The proliferation and differentiation of osteoblasts in co-culture with human umbilical vein endothelial cells: An improved analysis using fluorescence-activated cell sorting

The interaction of osteoblasts and endothelial cells plays a pivotal role in osteogenesis. This interaction has been extensively studied using their direct co-culture in vitro. However, co-culture experiments require clear discrimination between the two different cell types in the mixture, but this was rarely achieved. This study is the first to use fluorescence-activated cell sorting (FACS) for the separation and quantitative analysis of the proliferation and differentiation of MG-63 cells grown in direct co-culture with human umbilical vein endothelial cells (HUVECs). The cells of the MG-63 cell line have properties consistent with the characteristics of normal osteoblasts. We labeled HUVECs with fluorescent antibody against CD31 and used FACS to measure the proportions of each cell type and to separate them based on their different fluorescence intensities. The rate of proliferation of the MG-63 cells was estimated based on a count of the total viable cells and the proportion of MG-63 cells in the mixture.

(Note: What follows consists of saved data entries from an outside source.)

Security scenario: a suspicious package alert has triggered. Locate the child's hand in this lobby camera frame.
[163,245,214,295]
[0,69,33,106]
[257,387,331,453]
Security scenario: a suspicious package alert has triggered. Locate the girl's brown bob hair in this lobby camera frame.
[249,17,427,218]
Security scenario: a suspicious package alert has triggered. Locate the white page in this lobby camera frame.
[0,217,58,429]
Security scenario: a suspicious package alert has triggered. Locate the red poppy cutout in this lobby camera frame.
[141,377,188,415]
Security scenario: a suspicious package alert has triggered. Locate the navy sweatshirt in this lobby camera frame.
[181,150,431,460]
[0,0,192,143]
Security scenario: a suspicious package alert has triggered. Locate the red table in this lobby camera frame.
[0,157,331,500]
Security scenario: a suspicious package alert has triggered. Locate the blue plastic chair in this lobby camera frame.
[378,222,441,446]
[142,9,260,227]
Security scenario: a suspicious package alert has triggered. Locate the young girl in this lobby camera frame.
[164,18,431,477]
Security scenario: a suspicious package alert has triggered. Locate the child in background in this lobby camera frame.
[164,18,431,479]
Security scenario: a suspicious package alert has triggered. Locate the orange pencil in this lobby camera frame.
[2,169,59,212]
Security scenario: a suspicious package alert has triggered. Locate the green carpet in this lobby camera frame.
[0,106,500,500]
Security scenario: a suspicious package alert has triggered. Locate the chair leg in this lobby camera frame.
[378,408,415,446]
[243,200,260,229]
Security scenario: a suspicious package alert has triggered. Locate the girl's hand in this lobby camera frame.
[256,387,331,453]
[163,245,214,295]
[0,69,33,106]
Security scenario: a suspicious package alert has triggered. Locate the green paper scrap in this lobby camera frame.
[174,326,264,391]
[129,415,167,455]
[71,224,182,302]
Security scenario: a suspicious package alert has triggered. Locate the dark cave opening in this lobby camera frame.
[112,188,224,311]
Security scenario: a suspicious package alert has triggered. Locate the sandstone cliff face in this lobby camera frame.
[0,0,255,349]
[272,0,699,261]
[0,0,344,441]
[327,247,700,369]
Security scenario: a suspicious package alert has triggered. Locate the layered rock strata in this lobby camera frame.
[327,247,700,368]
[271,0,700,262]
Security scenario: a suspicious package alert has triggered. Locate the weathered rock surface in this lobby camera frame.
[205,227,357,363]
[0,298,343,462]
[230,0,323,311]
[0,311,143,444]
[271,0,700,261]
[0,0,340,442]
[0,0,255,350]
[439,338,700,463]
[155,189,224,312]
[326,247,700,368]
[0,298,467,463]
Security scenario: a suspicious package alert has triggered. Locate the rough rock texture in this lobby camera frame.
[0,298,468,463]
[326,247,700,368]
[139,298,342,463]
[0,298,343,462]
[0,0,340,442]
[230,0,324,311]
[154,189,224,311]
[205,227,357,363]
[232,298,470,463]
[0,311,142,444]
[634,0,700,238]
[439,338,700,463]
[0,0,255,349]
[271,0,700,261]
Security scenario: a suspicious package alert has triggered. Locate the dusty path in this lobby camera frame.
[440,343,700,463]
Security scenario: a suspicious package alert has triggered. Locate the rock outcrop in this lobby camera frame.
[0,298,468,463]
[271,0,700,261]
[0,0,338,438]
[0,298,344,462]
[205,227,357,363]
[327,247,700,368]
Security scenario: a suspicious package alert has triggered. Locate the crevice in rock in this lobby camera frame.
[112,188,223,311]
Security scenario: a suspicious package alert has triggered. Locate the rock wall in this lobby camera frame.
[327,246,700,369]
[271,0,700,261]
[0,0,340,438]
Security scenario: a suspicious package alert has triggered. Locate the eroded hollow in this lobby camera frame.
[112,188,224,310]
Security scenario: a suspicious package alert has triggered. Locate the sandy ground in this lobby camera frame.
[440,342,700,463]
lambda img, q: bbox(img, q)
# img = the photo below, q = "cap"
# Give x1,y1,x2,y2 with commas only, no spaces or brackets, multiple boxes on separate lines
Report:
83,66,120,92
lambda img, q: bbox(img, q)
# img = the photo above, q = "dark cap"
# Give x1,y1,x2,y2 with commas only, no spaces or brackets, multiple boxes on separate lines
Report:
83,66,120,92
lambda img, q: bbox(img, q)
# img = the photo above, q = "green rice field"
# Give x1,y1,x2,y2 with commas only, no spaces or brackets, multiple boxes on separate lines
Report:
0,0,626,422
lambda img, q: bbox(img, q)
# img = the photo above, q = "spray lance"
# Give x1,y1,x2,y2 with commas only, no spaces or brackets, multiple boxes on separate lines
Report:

The mRNA expression levels of the osteoblast differentiation markers alkaline phosphatase (ALP), collagen type 1 (Coll-1) and osteocalcin (OC) in the MG-63 cells were measured via real-time PCR after the separation via FACS. We found that HUVECs stimulated the proliferation of the MG-63 cells after 72 h of co-culture, and inhibited it after 120 h of co-culture. The mRNA expression levels of ALP and Coll-1 significantly increased, whereas that of OC significantly decreased in MG-63 after co-culture with HUVECs. Using FACS for the quantitative analysis of the proliferation and differentiation of osteoblasts directly interacting with endothelial cells could have merit for further co-culture research.